Typing “(male | female), {long | short} {red | green | blue} hair” into waifu diffusion then outputting a batch of 500 while they go make a coffee however, is not in my eyes good content and because just about anyone can do so, the asset store is poised to be flooded with this kind of content once the 5 step guide to get the webui running goes mainstream.
I’ve spent several hours with Stable Diffusion on PlaygroundAI as well as on my own computer. Yes, you can use very basic keywords to get results, but all of the very competent ones out there are not as simple as that. It’s usually dozens of keywords both for positive and negative prompts and searching hundreds of seeds.
Here’s the one that I’ve been using. It’s a one-click installer followed by double-clicking a batch file.
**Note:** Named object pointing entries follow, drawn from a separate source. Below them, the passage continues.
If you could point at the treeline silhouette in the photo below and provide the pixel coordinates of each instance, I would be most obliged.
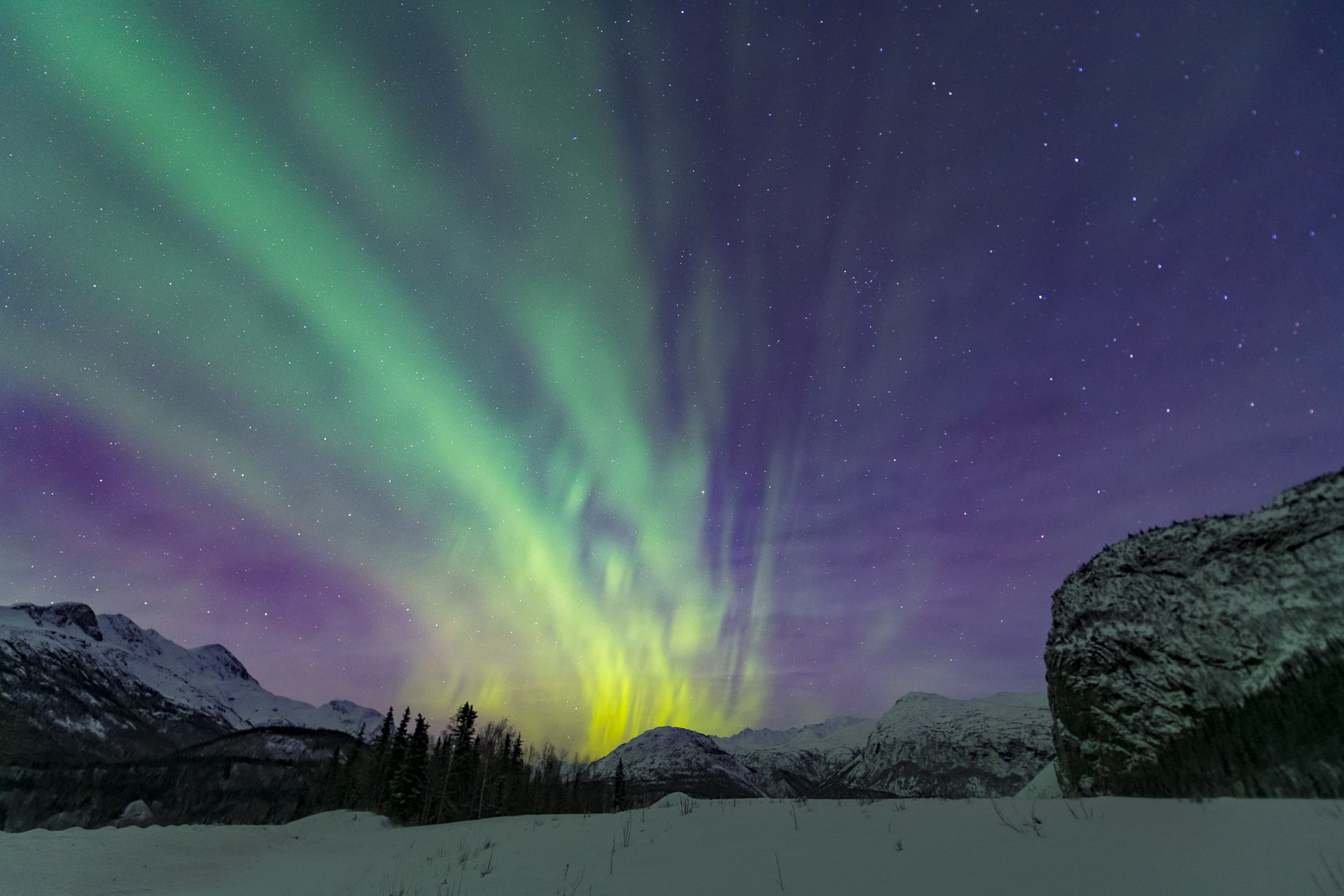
(459, 775)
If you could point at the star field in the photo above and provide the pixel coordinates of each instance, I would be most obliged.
(613, 365)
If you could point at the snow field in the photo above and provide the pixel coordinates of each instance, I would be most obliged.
(682, 846)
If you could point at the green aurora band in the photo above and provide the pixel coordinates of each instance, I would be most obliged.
(472, 347)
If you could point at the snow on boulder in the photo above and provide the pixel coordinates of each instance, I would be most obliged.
(1043, 786)
(1207, 658)
(134, 815)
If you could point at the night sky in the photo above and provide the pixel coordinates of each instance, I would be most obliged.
(617, 364)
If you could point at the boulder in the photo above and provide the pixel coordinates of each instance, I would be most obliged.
(136, 815)
(1207, 658)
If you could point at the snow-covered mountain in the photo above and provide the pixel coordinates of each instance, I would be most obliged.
(671, 759)
(924, 746)
(105, 688)
(792, 762)
(933, 746)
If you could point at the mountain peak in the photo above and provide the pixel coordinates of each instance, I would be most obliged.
(60, 616)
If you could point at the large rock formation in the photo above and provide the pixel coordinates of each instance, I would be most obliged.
(1207, 658)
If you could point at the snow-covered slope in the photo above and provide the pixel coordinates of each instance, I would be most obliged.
(118, 689)
(932, 746)
(924, 746)
(1207, 658)
(669, 759)
(790, 762)
(1108, 846)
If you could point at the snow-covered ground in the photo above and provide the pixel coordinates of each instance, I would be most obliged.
(1105, 846)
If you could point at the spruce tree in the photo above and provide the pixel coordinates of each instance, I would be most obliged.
(463, 770)
(407, 788)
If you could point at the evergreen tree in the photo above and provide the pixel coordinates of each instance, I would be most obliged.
(407, 788)
(463, 765)
(620, 801)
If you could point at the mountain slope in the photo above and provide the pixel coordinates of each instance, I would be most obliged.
(84, 687)
(932, 746)
(671, 759)
(792, 762)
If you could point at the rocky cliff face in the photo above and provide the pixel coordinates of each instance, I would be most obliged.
(1207, 658)
(932, 746)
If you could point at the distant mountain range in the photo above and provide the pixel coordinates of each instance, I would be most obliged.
(924, 746)
(84, 689)
(78, 687)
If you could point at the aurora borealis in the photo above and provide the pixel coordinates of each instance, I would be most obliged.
(627, 364)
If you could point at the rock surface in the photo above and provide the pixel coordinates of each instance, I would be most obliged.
(1207, 658)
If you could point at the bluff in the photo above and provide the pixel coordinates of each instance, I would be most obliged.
(1207, 658)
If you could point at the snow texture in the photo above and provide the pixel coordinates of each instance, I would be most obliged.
(1104, 846)
(1207, 658)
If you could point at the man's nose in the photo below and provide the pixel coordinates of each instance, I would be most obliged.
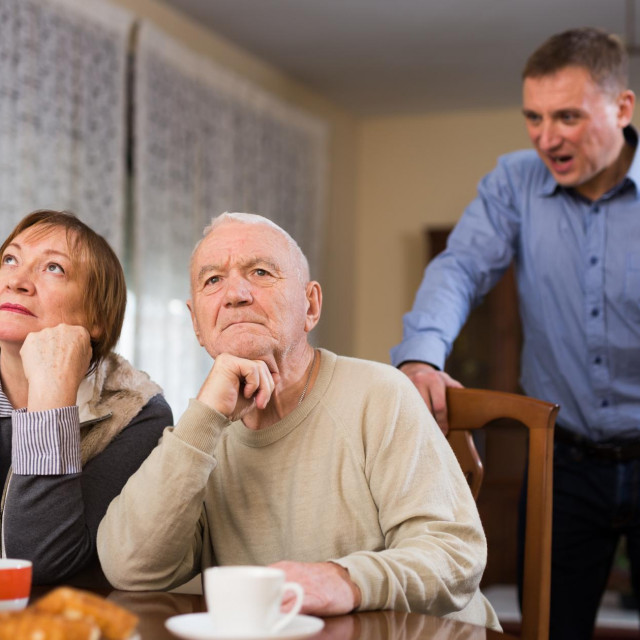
(238, 291)
(549, 137)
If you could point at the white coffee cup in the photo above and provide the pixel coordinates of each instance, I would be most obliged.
(246, 599)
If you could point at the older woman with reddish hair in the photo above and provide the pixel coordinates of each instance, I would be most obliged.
(76, 419)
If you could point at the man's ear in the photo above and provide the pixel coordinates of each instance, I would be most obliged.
(194, 322)
(313, 294)
(626, 104)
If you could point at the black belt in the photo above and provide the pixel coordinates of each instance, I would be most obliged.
(612, 451)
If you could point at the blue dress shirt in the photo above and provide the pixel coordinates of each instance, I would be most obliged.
(578, 275)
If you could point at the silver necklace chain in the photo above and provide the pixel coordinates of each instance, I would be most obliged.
(306, 384)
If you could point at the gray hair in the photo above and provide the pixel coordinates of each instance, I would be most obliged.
(253, 218)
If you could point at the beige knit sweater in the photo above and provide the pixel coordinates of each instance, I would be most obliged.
(359, 474)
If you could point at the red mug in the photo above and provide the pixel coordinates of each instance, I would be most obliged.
(15, 583)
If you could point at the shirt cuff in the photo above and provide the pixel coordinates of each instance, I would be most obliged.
(46, 443)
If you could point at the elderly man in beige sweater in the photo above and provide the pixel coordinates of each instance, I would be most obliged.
(328, 467)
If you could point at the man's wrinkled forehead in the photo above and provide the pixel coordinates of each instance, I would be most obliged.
(242, 245)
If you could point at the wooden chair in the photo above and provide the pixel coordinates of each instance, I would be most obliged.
(470, 409)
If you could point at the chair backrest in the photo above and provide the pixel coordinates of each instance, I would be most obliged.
(470, 409)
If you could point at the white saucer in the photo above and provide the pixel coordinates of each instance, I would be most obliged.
(198, 626)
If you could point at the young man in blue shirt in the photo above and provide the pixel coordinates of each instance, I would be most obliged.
(568, 214)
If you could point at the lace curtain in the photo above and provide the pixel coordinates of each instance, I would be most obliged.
(62, 111)
(207, 141)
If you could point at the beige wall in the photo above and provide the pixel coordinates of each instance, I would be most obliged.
(414, 172)
(338, 278)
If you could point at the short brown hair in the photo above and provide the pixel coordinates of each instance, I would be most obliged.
(106, 291)
(600, 53)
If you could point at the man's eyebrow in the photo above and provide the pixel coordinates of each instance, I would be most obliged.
(207, 268)
(247, 264)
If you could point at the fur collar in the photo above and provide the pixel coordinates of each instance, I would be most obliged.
(108, 400)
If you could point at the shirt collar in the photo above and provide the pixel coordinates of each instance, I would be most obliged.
(550, 186)
(5, 406)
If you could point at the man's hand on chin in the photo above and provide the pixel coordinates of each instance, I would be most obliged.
(235, 385)
(328, 589)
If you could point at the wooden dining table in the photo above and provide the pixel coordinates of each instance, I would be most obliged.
(153, 608)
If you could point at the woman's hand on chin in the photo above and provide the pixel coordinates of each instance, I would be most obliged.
(55, 360)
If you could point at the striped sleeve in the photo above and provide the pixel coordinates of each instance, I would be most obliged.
(46, 442)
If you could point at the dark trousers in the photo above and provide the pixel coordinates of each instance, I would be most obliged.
(595, 502)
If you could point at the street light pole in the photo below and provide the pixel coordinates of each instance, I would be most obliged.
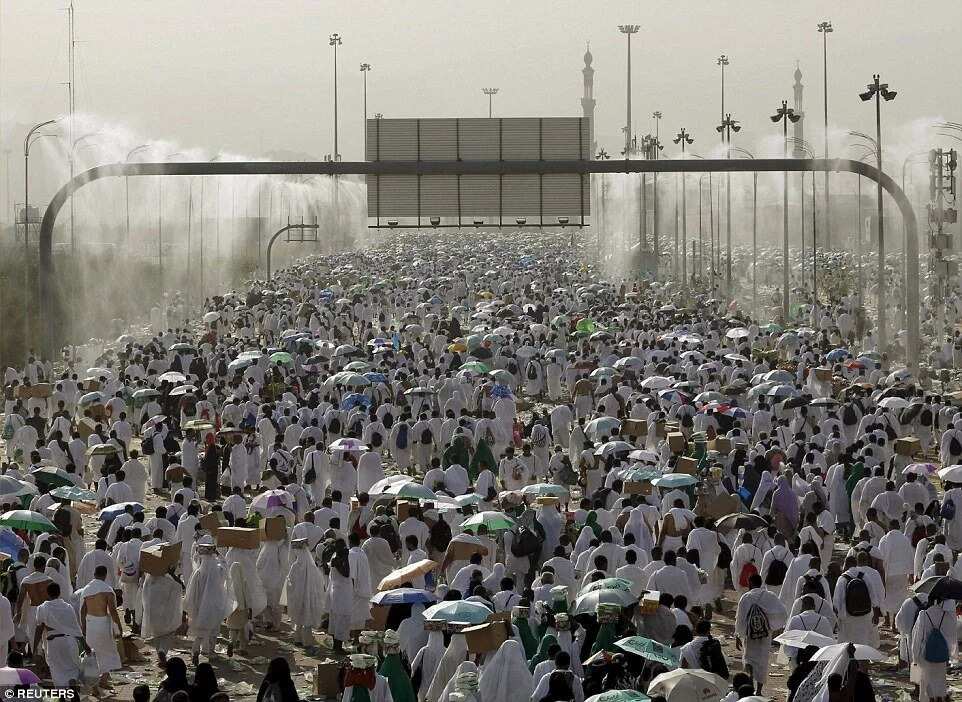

Why would they be significantly restrictive in that regard? In the end it’s revenue. Plus one should expect buyers on a store like the Asset Store to be responsible enough to look closely at what they buy and whether it fulfills their needs. It suffices if the store keeps blatant lying at bay (hence why some verification and a reporting feature is in place).
Then let’s see if we can define something less arbitrary, but you repeatedly interjecting to say “no” is neither helpful nor constructive.
It’s pretty unfortunate that there’s no incentive for them to have any quality control, as I’m a buyer rather than seller I’d hoped there would at least be some in a more broadly general sense.
Though the verification and reporting is what I’d like to get some kind of discussion on for this topic. Clearly though it doesn’t seem to bother anyone else.
Is it that bad? I keep a close eye on the store (like the unfiltered preset with “newest first” is one of my main bookmarks) and cannot really complain. Sure occasionally packs of 200 icons or 50 static character portraits pop up and I do really wonder who the heck would pay money for these?
But it’s not that much that good things would be entirely submerged.
It’s an oncoming problem I think. AI models are getting better at generating passable content, and more people are clocking onto the idea that they can make a quick buck this way.
I’ve noticed more this month than there was last month, and I suspect it’s going to get progressively worse fairly quickly.
Honestly, I like browsing the asset store for interesting content and I’ve found myself in a handful of occasions now wasting time looking at something that’s clearly AI generated once you get past the thumbnail.
I’m worried that this time next year it’ll be 10 to 1 and the new tab is just going to be flooded with this stuff.
I’d recommend automatic1111 build. Though it doesn’t have built-in lora training support.
This sort of preference kinda boils down to “a living human has to suffer for X hours to produce the piece, otherwise it is not worthy of purchase”.
In real life quality tend to matter more and not the time spent, and more skilled artist can be paid more while spending less time. I’ve also seen people make amazing pieces using photobashing.
Also, “anyone can do the same” kinda does not hold, as even if person comes up with the same prompt, the result will be different.
I can also easily provide a couple of examples that will be quite hard to replicate…
If that’s what it is, then that’s what it is. I am entitled to feel that way, regardless of whether or not you agree with it.
I feel like this discussion with you is going in circles. I have made my position clear and have repeated it in multiple posts as you have repeated the same arguments in kind. I am not interested in debating my morality on the topic - simple figuring out if we can get Unity to listen and give us a way to filter it out in some capacity so I don’t have to sift through pages of low effort, low quality work that will hit the store by this time next year.
I went with the one I did because I couldn’t get anything else to work. I don’t know what’s up with my current installation of Windows but I kept getting errors no matter what I tried. Easy Diffusion keeps its own copies of everything in its installation folder.